Grilled entrecote with garlic and chilli butter

Total: 2 hr 25 min. | Active: 25 min.
gluten-free, Low Carb

Ingredients

for 4 person

Meat
beef entrecôtes (each approx. 180 g), approx. 2 cm thick
garlic clove, pressed
a little  chilli powder
2 tbsp lime juice
2 tbsp sesame oil
Garlic and chilli butter
100 g butter, soft
garlic clove, pressed
1 cm ginger, finely grated
½  red chilli pepper, deseeded, finely chopped
1 tsp honey
1 tsp lime juice
½ tsp salt
2 tbsp coriander, finely chopped

How it's done

Meat

Place the entrecotes next to each other in a dish. To make the marinade, combine the garlic, chilli powder, lime juice and oil. Coat the meat with the marinade, cover and marinate in the fridge for approx. 2 hrs. Remove from the fridge approx. 15 mins. prior to use.
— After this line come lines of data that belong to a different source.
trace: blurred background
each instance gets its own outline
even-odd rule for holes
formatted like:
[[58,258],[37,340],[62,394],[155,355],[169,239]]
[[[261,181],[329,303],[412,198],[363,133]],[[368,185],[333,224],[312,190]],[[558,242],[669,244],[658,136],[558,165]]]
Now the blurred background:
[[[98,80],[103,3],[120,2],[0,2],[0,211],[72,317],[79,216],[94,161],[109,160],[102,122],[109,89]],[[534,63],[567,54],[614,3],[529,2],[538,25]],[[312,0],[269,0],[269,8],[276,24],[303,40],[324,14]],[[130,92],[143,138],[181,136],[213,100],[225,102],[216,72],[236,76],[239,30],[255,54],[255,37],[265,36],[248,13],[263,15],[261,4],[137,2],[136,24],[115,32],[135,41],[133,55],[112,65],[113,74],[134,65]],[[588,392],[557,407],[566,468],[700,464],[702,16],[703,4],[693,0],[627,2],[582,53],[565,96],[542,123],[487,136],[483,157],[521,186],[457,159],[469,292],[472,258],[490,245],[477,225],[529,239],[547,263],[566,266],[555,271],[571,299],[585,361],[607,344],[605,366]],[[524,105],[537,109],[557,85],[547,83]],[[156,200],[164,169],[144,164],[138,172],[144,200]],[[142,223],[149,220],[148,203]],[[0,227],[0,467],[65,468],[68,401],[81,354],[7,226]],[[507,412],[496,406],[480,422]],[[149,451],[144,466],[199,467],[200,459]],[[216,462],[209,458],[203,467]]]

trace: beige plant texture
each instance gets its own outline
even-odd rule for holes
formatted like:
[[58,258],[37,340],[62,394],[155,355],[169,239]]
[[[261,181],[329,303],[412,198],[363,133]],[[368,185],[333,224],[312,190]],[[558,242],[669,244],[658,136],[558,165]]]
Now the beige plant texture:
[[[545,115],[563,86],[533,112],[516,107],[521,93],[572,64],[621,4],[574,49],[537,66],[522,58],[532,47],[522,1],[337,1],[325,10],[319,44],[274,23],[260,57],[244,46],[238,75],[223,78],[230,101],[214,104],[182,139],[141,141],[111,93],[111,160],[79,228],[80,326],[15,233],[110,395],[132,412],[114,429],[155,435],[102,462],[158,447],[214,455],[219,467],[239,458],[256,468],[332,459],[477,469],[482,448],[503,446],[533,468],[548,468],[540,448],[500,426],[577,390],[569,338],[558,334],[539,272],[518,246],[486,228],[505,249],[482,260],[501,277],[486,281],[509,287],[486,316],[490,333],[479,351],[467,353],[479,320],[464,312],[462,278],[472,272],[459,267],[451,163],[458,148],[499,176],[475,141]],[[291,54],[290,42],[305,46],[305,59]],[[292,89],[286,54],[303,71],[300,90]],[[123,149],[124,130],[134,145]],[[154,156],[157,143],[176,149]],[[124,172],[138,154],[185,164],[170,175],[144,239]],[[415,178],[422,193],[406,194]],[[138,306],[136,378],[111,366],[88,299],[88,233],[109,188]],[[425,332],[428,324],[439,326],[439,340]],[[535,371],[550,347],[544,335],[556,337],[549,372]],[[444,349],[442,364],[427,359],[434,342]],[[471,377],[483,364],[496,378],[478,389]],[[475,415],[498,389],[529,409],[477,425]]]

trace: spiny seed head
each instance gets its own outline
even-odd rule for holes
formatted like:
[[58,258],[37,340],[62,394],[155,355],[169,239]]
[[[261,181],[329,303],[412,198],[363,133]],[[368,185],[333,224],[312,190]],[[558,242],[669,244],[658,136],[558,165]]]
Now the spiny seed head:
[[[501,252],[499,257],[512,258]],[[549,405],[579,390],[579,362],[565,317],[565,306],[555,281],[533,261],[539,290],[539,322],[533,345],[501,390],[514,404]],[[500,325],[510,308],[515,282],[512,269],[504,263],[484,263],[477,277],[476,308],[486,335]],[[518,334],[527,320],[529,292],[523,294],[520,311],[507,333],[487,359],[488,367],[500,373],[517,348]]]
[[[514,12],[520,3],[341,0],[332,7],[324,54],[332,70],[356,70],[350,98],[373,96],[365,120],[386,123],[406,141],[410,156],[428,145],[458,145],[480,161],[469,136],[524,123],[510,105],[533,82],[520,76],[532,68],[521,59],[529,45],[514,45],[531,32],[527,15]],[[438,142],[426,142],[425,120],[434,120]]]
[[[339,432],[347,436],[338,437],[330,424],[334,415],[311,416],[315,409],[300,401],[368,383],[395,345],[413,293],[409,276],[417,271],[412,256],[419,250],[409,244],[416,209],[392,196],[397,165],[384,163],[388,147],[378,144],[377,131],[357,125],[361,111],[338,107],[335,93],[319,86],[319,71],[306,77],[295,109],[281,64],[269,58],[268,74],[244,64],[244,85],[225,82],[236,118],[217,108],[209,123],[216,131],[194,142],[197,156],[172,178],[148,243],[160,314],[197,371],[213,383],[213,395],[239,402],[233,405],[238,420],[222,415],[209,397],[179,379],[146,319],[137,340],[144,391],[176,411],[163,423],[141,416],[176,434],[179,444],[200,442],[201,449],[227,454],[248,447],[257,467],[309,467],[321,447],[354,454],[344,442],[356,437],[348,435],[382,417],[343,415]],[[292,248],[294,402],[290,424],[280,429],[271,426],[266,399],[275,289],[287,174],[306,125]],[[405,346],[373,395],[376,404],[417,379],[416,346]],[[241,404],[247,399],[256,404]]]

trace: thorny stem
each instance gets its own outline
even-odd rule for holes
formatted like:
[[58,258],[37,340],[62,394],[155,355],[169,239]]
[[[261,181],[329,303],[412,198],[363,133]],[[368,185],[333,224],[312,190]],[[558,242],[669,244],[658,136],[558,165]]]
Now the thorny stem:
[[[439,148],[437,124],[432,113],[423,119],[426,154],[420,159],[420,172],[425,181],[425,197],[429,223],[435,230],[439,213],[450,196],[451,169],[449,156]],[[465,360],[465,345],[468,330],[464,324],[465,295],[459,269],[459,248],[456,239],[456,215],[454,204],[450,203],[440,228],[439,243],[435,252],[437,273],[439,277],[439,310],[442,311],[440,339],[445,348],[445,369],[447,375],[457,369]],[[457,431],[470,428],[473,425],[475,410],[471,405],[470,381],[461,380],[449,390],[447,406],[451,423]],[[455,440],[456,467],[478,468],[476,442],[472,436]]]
Charcoal/gas/electric grill

Grill the meat over/on a very high heat for approx. 2 ½ mins. on each side (à point). Cover and leave to rest for approx. 5 mins. prior to serving.

Garlic and chilli butter

Combine the butter with the remaining ingredients, mix well. Wrap the butter in cling film (e.g. as a roll) and leave to firm up in the fridge. Serve with the meat.